After a long and drawn-out battle with the state of California, Ocwen Financial Corporation has finally reached a settlement with California’s Department of Business Oversight (DBO). Ocwen agreed to pay nearly $25 million to the state as well as providing nearly $200 million in debt forgiveness through loan modifications made to California borrowers. Those modifications must happen over the next three years, and in exchange California will stop using an independent auditor to monitor Ocwen’s activity in the state. Ocwen did not have to admit fault as part of the settlement.
In January 2015, California’s DBO accused Ocwen of improperly billing and collecting on mortgages and also refused to provide requested information to the DBO when it was requested. The department threatened to suspend Ocwen’s license to operate in the state, despite the company’s status as one of the largest mortgage servicing and foreclosure prevention companies in the United States.

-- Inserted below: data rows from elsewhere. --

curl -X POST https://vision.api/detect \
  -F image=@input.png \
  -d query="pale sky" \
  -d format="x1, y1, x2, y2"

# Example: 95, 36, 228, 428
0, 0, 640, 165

The settlement comes five months after Ocwen Financial sued the independent monitor selected by the DBO for “gross dereliction of duty” in its responsibility to both Ocwen and California. The mortgage servicer alleged that the monitor charged the company for employee services while employees watched videos and took other breaks, in addition to other more scurrilous claims about reimbursement requests for casino and nightclub attendance.
Real estate investors with properties in California could benefit from the roughly $200 million in mandatory loan modifications that Ocwen now must make in the state, but for the most part will likely be unaffected by the settlement. However, the settlement is just one more in a long line of settlements between states and mortgage servicers in the wake of the housing crash, and likely California’s success in eventually forcing such a settlement could cause more states to attempt additional litigation as well. Furthermore, such settlements have the potential to make national lenders less likely to ease lending requirements or streamline the lending process, which could make community banks a more appealing option for both investors and homeowners.